6) Alternative RNA Processing

Eukaryotic cells also employ alternative RNA processing to control gene expression. This can result when alternative promoters, intron-exon splice sites, or polyadenylation sites are used. Occasionally, heterogeneity within cell results, but more commonly the same primary transcript is processed differently in different tissues.

Alternative polyadenylation sites in the immunoglobulin  (Ig M) heavy chain primary transcript result in mRNAs that are either 2700 bases long (m) or 2400 bases long (s). This results in a different carboxyl-terminal region of the encoded proteins such that the m protein remains attached to the membrane of the B lymphocyte and the s immunoglobulin is secreted.

Alternative splicing and processing results in the formation of seven unique -tropomyosin mRNAs in seven different tissues (figure-6).

Figure-6- The presence or absence of extra exon can alter the structure and hence the functions of a protein.

7) Class switching- In this process one gene is switched off and a closely related gene takes up the function.

For example- During intrauterine life, embryonic Hb is the first Hb to be formed. It is produced by having two “Zeta” and two “Epsilon” chains.

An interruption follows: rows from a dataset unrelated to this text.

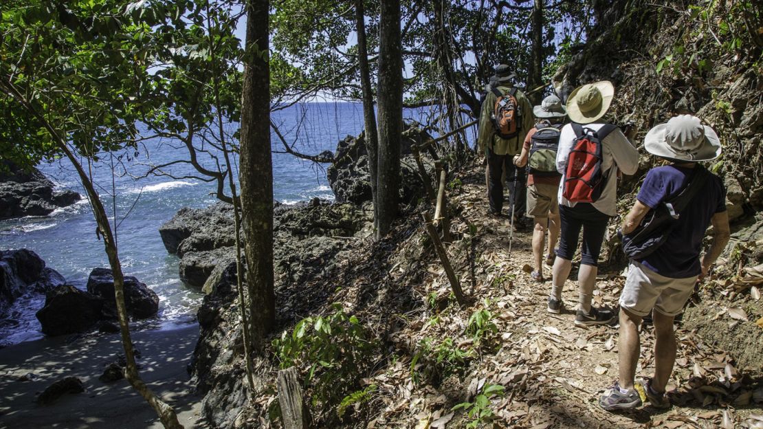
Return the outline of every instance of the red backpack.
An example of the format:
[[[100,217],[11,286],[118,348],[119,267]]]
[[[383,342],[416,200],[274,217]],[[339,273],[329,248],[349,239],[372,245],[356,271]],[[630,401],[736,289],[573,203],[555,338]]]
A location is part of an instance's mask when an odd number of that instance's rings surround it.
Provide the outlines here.
[[[495,105],[493,106],[493,126],[495,134],[502,139],[517,137],[521,129],[521,112],[517,101],[517,89],[512,88],[504,94],[497,88],[492,89],[495,94]]]
[[[617,128],[605,124],[598,131],[573,122],[575,140],[567,160],[562,195],[571,202],[594,202],[601,196],[607,177],[601,171],[601,141]]]

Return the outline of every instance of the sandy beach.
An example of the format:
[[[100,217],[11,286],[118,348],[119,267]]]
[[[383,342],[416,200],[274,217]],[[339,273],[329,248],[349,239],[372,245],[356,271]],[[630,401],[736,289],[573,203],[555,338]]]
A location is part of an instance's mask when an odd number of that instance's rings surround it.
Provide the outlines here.
[[[67,343],[64,336],[0,349],[0,428],[162,427],[153,410],[126,380],[98,380],[104,366],[122,353],[119,338],[98,334]],[[186,371],[198,338],[195,324],[133,334],[142,355],[137,360],[141,376],[175,408],[185,427],[204,427],[199,421],[201,398],[192,393]],[[65,395],[49,405],[35,402],[47,387],[68,376],[79,377],[85,392]]]

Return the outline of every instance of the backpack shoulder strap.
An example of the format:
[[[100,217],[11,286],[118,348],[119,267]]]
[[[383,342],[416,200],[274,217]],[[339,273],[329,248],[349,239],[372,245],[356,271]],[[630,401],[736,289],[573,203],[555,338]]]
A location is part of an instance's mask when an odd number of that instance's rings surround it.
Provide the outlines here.
[[[599,137],[599,141],[604,140],[610,133],[617,129],[617,125],[613,125],[612,124],[604,124],[598,131],[596,131],[596,135]]]
[[[682,212],[684,208],[694,199],[694,195],[699,193],[700,189],[704,188],[705,182],[707,181],[710,176],[710,173],[707,169],[697,164],[694,167],[694,173],[689,180],[689,183],[686,185],[683,191],[668,202],[673,205],[673,208],[678,213]]]

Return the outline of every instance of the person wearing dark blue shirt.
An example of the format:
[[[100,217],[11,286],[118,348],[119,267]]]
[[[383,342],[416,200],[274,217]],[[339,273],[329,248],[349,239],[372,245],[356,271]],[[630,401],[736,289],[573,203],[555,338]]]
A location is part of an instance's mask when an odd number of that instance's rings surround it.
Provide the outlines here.
[[[636,204],[623,222],[624,234],[635,230],[650,210],[687,186],[694,169],[704,168],[698,162],[714,160],[721,153],[715,131],[689,115],[677,116],[650,130],[644,147],[671,163],[647,173]],[[675,362],[674,318],[683,311],[695,284],[707,275],[729,242],[725,202],[726,189],[720,178],[710,174],[702,192],[679,214],[677,225],[665,243],[645,258],[630,261],[620,298],[620,380],[599,399],[605,410],[629,409],[642,404],[634,385],[640,348],[638,329],[642,318],[652,310],[655,374],[642,386],[652,406],[670,406],[665,392]],[[700,259],[702,240],[710,224],[713,242]]]

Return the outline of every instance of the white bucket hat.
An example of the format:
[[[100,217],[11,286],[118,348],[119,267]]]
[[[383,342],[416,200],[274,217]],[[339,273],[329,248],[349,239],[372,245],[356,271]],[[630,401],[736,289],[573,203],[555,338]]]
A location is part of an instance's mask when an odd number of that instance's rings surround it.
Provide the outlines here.
[[[714,160],[721,153],[718,134],[691,115],[671,118],[649,130],[644,147],[661,158],[690,162]]]
[[[562,105],[562,100],[556,95],[549,95],[543,98],[539,106],[533,108],[536,118],[562,118],[567,116],[567,109]]]
[[[578,124],[591,124],[607,113],[615,95],[608,80],[588,83],[575,88],[567,98],[567,114]]]

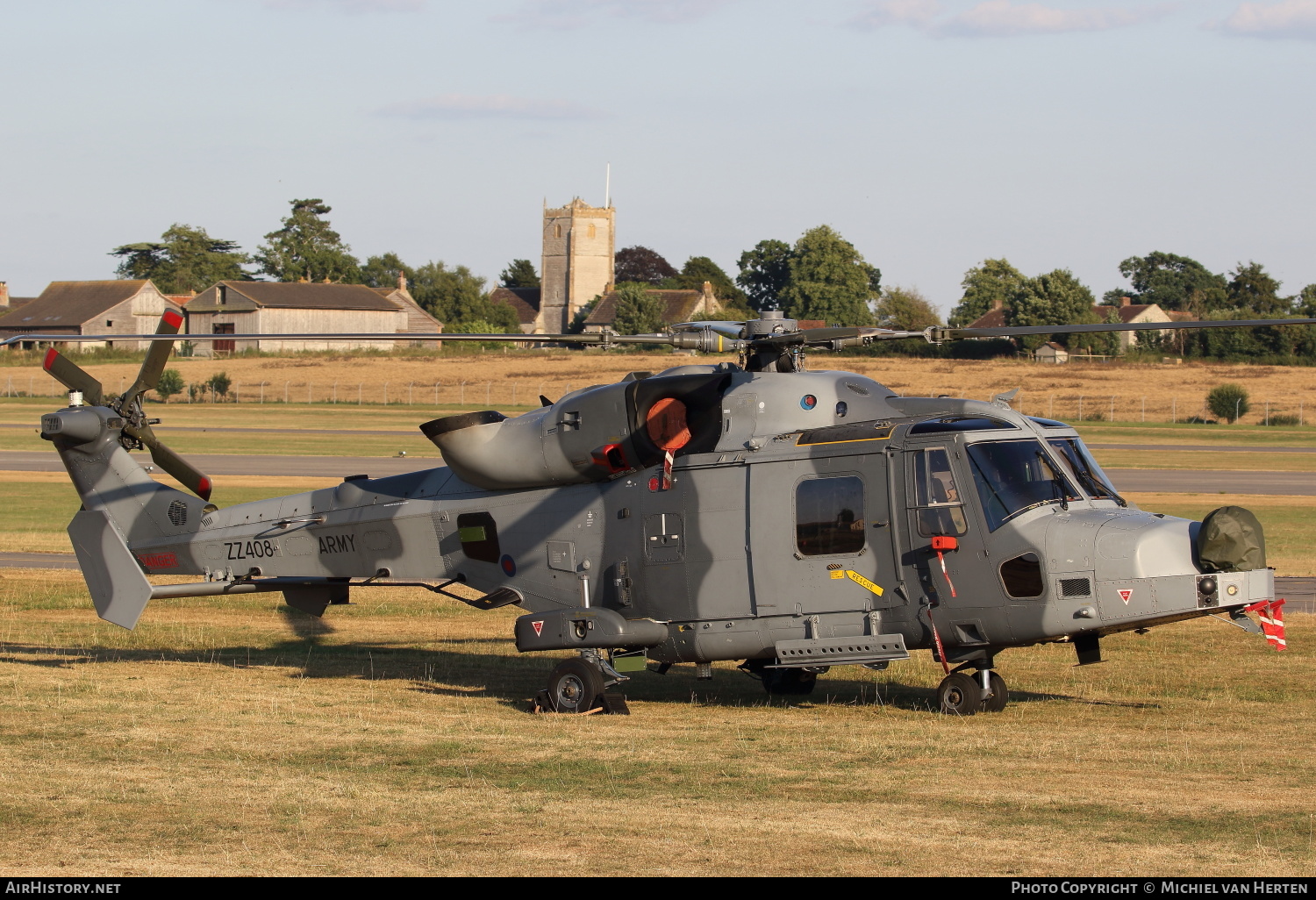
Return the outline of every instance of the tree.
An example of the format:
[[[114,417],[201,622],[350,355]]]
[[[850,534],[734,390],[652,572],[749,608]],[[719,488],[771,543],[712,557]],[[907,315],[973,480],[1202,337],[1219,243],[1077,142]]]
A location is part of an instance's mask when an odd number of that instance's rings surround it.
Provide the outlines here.
[[[125,243],[109,255],[118,257],[118,278],[146,279],[163,293],[204,291],[216,282],[251,280],[242,266],[251,262],[234,241],[212,238],[204,228],[174,222],[159,241]]]
[[[941,316],[919,288],[888,287],[878,300],[878,325],[904,332],[921,332],[941,325]]]
[[[1308,284],[1291,300],[1294,312],[1303,318],[1316,318],[1316,284]]]
[[[612,328],[619,334],[654,334],[662,329],[663,303],[644,284],[617,287]]]
[[[871,325],[869,300],[880,272],[829,225],[805,232],[791,249],[790,280],[780,292],[791,318]]]
[[[1005,301],[1005,325],[1069,325],[1094,321],[1092,291],[1067,268],[1025,278]],[[1036,350],[1051,339],[1049,334],[1030,334],[1023,345]]]
[[[1207,407],[1220,418],[1233,425],[1248,414],[1248,391],[1241,384],[1219,384],[1207,395]]]
[[[676,278],[678,272],[671,263],[649,247],[622,247],[617,250],[613,259],[612,279],[617,284],[626,282],[645,282],[657,284],[665,278]]]
[[[166,368],[161,372],[161,380],[155,384],[155,395],[161,403],[168,403],[175,393],[183,392],[183,372],[176,368]]]
[[[325,216],[333,209],[318,197],[292,200],[283,228],[265,236],[255,253],[261,271],[280,282],[361,280],[361,264]]]
[[[1120,274],[1133,284],[1133,291],[1111,291],[1101,301],[1119,305],[1128,296],[1132,303],[1154,303],[1162,309],[1192,312],[1198,316],[1224,309],[1229,295],[1224,275],[1207,271],[1196,259],[1173,253],[1149,253],[1129,257],[1120,263]]]
[[[513,259],[499,276],[503,287],[540,287],[540,274],[529,259]]]
[[[484,292],[484,279],[466,266],[449,268],[442,261],[428,262],[415,271],[412,297],[443,322],[446,330],[466,328],[471,322],[487,322],[497,332],[515,334],[521,330],[516,311],[501,303],[490,303]],[[483,334],[483,332],[468,332]]]
[[[1234,309],[1252,309],[1261,317],[1286,316],[1291,309],[1292,300],[1279,296],[1279,282],[1255,262],[1238,263],[1228,289]]]
[[[745,292],[736,287],[736,283],[722,271],[722,267],[708,257],[691,257],[675,278],[665,279],[662,287],[699,291],[704,287],[704,282],[713,286],[713,293],[719,299],[730,300],[736,304],[745,303]]]
[[[1008,259],[983,259],[980,266],[965,272],[959,283],[965,292],[959,297],[959,305],[950,311],[948,321],[954,328],[978,321],[995,307],[1005,305],[1023,282],[1024,274],[1011,266]]]
[[[745,291],[751,309],[776,309],[782,291],[791,280],[791,245],[786,241],[759,241],[746,250],[736,263],[740,275],[736,283]]]
[[[416,270],[404,263],[396,253],[371,257],[361,267],[361,283],[372,288],[395,288],[399,276],[405,276],[409,286],[416,280]]]

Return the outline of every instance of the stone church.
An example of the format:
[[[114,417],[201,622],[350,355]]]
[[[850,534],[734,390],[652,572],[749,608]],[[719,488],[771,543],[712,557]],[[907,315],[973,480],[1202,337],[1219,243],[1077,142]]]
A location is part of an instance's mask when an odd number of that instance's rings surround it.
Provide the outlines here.
[[[540,287],[497,287],[490,300],[512,307],[525,334],[566,332],[582,308],[612,289],[615,213],[580,197],[545,207]]]

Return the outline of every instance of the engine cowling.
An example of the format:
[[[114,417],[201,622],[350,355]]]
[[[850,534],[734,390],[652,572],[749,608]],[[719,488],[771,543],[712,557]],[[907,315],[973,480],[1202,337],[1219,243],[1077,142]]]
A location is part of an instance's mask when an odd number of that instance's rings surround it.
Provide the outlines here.
[[[688,370],[697,368],[696,372]],[[730,368],[687,366],[569,393],[508,418],[486,411],[421,425],[457,475],[491,491],[584,484],[713,449]]]

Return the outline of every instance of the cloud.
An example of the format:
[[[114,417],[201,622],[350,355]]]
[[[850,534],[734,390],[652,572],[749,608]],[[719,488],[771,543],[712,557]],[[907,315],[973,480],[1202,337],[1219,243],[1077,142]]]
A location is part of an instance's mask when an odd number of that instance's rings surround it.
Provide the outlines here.
[[[1290,3],[1316,3],[1316,0],[1290,0]],[[946,37],[1015,37],[1108,32],[1159,18],[1170,9],[1171,7],[1165,4],[1144,9],[1120,7],[1057,9],[1040,3],[984,0],[971,9],[942,17],[937,0],[879,0],[849,24],[861,29],[909,25],[929,34]]]
[[[494,21],[521,28],[579,28],[597,18],[640,18],[671,25],[690,22],[736,0],[525,0]]]
[[[538,121],[583,121],[605,118],[599,109],[583,107],[570,100],[536,100],[513,97],[507,93],[471,95],[440,93],[424,100],[395,103],[378,111],[382,116],[417,120],[476,120],[476,118],[519,118]]]
[[[941,14],[937,0],[880,0],[850,20],[850,25],[871,30],[887,25],[930,25]]]
[[[1246,37],[1316,41],[1316,0],[1245,3],[1219,28]]]
[[[388,13],[420,12],[425,0],[261,0],[268,9],[292,9],[295,12],[337,12],[337,13]]]

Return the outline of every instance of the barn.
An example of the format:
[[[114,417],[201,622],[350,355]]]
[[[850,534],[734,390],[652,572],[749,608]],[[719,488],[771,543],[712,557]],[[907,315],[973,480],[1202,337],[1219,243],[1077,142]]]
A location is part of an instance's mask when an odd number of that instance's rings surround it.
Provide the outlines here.
[[[150,334],[166,309],[178,304],[149,280],[51,282],[39,297],[0,316],[0,336],[20,334]],[[21,341],[12,347],[37,345],[64,347],[63,341]],[[145,341],[87,341],[79,349],[125,347],[143,350]]]
[[[243,341],[243,334],[438,333],[442,324],[422,311],[405,288],[378,291],[365,284],[305,282],[220,282],[187,307],[190,334],[232,334],[199,342],[197,355],[242,350],[391,350],[395,341]]]

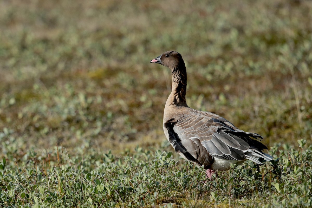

By the sixth month of intrauterine life, embryonic Hb is replaced by HbF consisting of “αand y2 chains. After birth HbF is replaced by the adult type of Hb A 1(97%) and HbA2(3%). Thus the genes for a particular class of Hb are switched off and for another class are switched on.

Gene switching is also observed in the formation of immunoglobulins. Ig M is formed during the primary immune response, while IgG is formed during a secondary immune response.

8) mRNA stability-Although most mRNAs in mammalian cells are very stable (half-lives measured in hours), some turn over very rapidly (half-lives of 10–30 minutes). In certain instances, mRNA stability is subject to regulation. This has important implications since there is usually a direct relationship between mRNA amount and the translation of that mRNA into its cognate protein. Changes in the stability of a specific mRNA can, therefore, have major effects on biologic processes.

The stability of the m RNA can be influenced by hormones and certain other effectors.

The ends of mRNA molecules are involved in mRNA stability. The 5′ cap structure in eukaryotic mRNA prevents attack by 5′ exonucleases, and the poly(A) tail prohibits the action of 3′ exonucleases.

9. Specific motifs of regulatory proteins- Certain DNA binding proteins having specific motifs bind certain regions of DNA to influence the rate of transcription. The specificity involved in the control of transcription requires that regulatory proteins bind with high affinity to the correct region of DNA. Three unique motifs—the helix-turn-helix, the zinc finger, and the leucine zipper—account for many of these specific protein-DNA interactions. The motifs found in these proteins are unique; their presence in a protein of unknown function suggests that the protein may bind to DNA. The protein-DNA interactions are maintained by hydrogen bonds and van der Waals forces.